In 2015, the Financial Stability Board—an international body created by the G20 major economies in the wake of the Great Recession—formed the Task Force on Climate-related Financial Disclosure in order to encourage businesses to outline how they are affected by climate change. It established climate risks as material financial risks that should be disclosed. This spurred the demand for a way to synthesize climate data.
The Climate Service was established roughly two years ago in The Collider, an Asheville-based, non-profit co-working space for climate entrepreneurs. It now boasts an advisory board with four Nobel Prize laureates, and in September, it was selected to participate in the Wells Fargo Startup Accelerator, a virtual program for fintech startups.
In June, The Climate Service moved its headquarters to Durham. It will soon be hiring technologists, full-stack developers, systems administrators and analysts to work at its Durham location.
“We love the Durham community—the Durham startup community, the Durham technology community,” McMahon said. “And so far, it has served us well.”
The company also has a presence in Asheville and Washington, D.C., and it is opening an office in New York with leadership from The Economist alumnus Joseph Lake, who recently joined the team as COO.
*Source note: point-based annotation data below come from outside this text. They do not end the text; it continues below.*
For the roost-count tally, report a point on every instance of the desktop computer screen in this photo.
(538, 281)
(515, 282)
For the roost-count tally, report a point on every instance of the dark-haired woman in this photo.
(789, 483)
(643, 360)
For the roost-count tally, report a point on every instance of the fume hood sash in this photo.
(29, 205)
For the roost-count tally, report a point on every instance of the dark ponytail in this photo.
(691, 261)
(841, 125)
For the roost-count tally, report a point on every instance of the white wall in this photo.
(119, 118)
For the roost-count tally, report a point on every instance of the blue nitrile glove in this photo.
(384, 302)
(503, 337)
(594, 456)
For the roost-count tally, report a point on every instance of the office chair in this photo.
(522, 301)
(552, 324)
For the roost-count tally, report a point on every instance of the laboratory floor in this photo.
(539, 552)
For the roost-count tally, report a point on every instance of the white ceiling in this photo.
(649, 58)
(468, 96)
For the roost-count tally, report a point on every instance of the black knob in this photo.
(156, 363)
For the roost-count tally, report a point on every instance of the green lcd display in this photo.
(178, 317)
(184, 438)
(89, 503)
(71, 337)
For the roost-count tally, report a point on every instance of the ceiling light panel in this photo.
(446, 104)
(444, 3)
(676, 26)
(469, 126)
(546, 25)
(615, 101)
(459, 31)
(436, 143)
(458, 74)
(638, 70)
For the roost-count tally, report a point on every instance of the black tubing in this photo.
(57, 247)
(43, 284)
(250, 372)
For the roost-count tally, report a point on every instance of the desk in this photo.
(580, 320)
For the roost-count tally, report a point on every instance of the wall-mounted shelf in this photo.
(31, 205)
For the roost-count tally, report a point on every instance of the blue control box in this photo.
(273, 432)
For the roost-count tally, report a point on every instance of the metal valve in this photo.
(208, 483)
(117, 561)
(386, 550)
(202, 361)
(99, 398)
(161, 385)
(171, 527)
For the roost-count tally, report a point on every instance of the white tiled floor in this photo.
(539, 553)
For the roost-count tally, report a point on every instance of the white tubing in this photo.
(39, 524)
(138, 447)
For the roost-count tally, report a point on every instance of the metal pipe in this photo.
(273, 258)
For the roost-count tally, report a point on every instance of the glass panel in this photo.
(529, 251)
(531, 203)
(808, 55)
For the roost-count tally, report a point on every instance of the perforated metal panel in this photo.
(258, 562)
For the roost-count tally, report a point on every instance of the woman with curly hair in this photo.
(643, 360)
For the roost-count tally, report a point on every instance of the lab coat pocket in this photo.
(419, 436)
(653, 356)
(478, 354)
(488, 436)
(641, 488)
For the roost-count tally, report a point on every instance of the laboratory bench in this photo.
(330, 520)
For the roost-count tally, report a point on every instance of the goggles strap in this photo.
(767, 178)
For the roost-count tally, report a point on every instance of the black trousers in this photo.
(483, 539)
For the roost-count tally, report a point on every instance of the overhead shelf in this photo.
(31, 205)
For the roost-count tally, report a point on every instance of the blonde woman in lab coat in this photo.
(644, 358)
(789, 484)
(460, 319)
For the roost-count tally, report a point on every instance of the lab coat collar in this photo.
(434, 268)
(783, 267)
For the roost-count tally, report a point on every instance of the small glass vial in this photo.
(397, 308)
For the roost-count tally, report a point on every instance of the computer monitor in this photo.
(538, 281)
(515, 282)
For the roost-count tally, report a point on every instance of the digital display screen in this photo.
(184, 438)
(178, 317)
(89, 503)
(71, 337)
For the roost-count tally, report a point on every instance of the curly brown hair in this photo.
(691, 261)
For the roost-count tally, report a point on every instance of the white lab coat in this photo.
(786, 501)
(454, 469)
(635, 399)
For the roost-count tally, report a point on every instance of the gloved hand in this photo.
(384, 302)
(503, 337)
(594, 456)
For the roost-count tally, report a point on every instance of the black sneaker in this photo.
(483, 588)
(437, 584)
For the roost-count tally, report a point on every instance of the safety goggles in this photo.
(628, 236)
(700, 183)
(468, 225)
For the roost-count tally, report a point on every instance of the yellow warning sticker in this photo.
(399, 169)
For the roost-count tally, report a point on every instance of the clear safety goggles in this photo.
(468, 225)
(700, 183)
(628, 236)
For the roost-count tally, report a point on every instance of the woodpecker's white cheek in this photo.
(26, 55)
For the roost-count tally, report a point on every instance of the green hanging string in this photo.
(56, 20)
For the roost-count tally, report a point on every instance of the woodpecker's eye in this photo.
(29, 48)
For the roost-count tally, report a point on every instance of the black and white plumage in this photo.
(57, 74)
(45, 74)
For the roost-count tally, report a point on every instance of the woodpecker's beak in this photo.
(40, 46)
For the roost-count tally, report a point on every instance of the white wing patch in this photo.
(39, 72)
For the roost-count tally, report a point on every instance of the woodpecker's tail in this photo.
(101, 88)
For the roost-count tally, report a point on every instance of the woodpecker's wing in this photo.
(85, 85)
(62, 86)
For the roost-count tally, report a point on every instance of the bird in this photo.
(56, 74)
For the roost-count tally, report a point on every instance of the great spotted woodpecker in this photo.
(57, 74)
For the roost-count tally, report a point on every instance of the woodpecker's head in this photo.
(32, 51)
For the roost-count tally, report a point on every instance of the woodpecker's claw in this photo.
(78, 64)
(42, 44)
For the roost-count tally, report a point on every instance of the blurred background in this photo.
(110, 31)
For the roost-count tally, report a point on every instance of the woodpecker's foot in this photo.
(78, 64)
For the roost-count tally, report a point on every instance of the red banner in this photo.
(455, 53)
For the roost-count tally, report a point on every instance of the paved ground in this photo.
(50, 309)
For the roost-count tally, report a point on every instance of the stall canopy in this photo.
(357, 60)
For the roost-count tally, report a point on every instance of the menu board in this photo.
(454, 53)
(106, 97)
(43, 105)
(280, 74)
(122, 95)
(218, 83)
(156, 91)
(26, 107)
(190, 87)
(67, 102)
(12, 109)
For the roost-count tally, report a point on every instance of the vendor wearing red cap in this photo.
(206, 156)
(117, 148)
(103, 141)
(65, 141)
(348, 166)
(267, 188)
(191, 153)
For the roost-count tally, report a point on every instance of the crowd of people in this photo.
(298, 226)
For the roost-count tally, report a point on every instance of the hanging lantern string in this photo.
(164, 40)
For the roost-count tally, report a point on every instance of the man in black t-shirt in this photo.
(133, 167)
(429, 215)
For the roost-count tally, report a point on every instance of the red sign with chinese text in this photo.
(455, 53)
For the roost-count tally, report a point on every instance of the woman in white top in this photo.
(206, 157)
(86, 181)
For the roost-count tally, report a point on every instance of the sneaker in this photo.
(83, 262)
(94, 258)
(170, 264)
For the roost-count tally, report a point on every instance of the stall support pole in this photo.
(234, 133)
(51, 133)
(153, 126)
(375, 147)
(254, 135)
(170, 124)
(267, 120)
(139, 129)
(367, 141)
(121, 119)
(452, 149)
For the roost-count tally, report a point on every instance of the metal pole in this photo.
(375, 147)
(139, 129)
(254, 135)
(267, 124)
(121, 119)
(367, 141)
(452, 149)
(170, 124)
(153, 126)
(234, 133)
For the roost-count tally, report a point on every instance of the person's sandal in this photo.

“We want to embed climate-risk data into every decision around the world,” Lake said, “and in my view, The Climate Service has built the best model in order to do that. This is by far the most important and pressing issue facing mankind over the next few decades, so it’s a privilege to join the team.”
Climate change continues becomes a growing problem and it is certain that it will not be going away any time soon, added Terrence Thompson, a Co-Founder of The Climate Service.
“What gets me up in the morning is realizing that this is a worldwide and pressing problem,” Thompson said. “The quantification of climate risk into financial terms will drive, in part, the machinery of capitalism to help solve this problem.”